Inspiration for People with Vitiligo.
“Never judge a book by its cover.”
Perhaps this quote has garnered so much citation, whenever people talk about how the outer appearance does not necessarily sum up a person’s entire being. While I embrace this belief and try my very best to get past aesthetics, some people find it difficult to come to terms with the idea that true beauty is in the eye of the beholder. In fact, at one point in our lives, we all are probably guilty of a struggle such that judgment stems from the moment we look in the mirror and cast the first stone of dislike towards ourselves.
I remember a friend of mine who had her fair share of depression and I have seen her go through such struggle as she coped with a skin condition that controlled her— every waking day of her life.
What started out as small, white skin patches, when she was a teenager, gradually grew and spread from her face, down to her arms, legs, and toes. When she consulted a dermatologist, the diagnosis confirmed the news that would change her life forever: she was suffering from a skin disease called vitiligo.
Having learned about her plight, I slowly came to understand how she became aloof and self-conscious. Despite the disease being non-contagious and painless, I saw the difference it has made in terms of her self-esteem. It was no longer a case that involved her skin cells and their inability to provide the brown pigmentation needed to fill her complexion because the disease took not only her melanin pigments but her confidence as well.
In the present-day where the world is run by social media giants and life is chronicled in photos that attempt to depict reality and daily-living, I feel my friend’s hesitation to reveal the extent of her condition. After all, it seems easier to hide in the dark than to face society under a scrutinizing spotlight.

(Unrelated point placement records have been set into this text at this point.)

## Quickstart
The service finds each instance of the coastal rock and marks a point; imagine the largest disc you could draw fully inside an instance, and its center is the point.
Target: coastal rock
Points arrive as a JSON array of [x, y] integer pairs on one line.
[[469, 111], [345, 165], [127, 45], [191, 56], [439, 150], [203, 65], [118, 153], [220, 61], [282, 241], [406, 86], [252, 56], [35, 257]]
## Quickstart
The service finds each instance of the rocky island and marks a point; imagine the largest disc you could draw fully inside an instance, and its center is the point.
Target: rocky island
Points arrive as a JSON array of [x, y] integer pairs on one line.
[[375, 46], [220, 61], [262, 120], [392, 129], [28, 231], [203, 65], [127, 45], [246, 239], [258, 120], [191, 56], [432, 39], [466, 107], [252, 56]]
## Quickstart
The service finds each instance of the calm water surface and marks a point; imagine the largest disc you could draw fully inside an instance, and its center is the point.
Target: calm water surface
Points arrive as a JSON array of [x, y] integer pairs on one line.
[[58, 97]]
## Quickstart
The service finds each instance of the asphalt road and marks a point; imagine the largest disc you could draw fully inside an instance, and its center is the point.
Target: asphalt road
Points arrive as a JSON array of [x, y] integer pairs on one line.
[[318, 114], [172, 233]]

I may not be directly afflicted with vitiligo, but I am no stranger to the pressure of having to measure up with the society’s seemingly impossible standards of beauty and aesthetics. On days when I give in to self-pity and gloom, I remind myself to always look for a silver lining.
Barriers eventually break
The stigma that surrounds vitiligo can be as varied and widespread as the disease itself. Comments and glances can range from sheer astonishment to looks of judgment and disdain. While it is tempting, however, to cave in to societal standards of physical attributes, we should know better than to give in to the status quo.
The scientific community remains in search of several breakthroughs that aid in vitiligo treatment (surgical procedures now exist to transfer skin cells that can help produce melanin in the affected areas). I came across some published journals that underscore the emotional damage that vitiligo can cause its patients and urge healthcare professionals for timely medical interventions. I believe, the same field which identified and labeled the disease is fighting alongside patients to help improve their quality of life. If science can break through skin layers, human empathy and compassion from the same scientific minds can also help melt myths and reverse perceptions that have been conjured.
Every mold is unique
Before Chantelle Brown-Young flaunted her white patches as she dressed for the runway, she started as a child who had to walk across school aisles and endure taunting from her peers. Lee Thomas, on the other hand, is an award-winning news anchor of Fox Detroit who had to cover his skin condition so as to prevent on-screen distraction of television viewers. This four-time Emmy Award winner may have concealed his vitiligo on-screen, but he has always been open and kept a positive outlook despite the disease he has been battling. And of course, there is Michael Jacksonwhose popularity has helped shed some spotlight towards this chronic skin condition.
Aside from having uneven skin tone and garnering massive stares whenever they are in public, I noticed how their condition has never boxed them in one place or field. We may initially see the white patches, but we are aware that these people have become more than just victims of a socially-paralyzing disease.
One battle at a time
Vitiligo starts from a cellular level within human bodies and I believe it is only apt to start fighting it from within. Beginning with self-acceptance, I saw how my friend slowly felt empowered and less-chained to this otherwise debilitating disease. Bit by bit, her walls fell down and she allowed herself to cling to the support from her family and friends. Having gained courage, I witnessed how she sought others who have the same condition and marveled at their determination to disseminate information in the hopes of raising awareness and gaining support.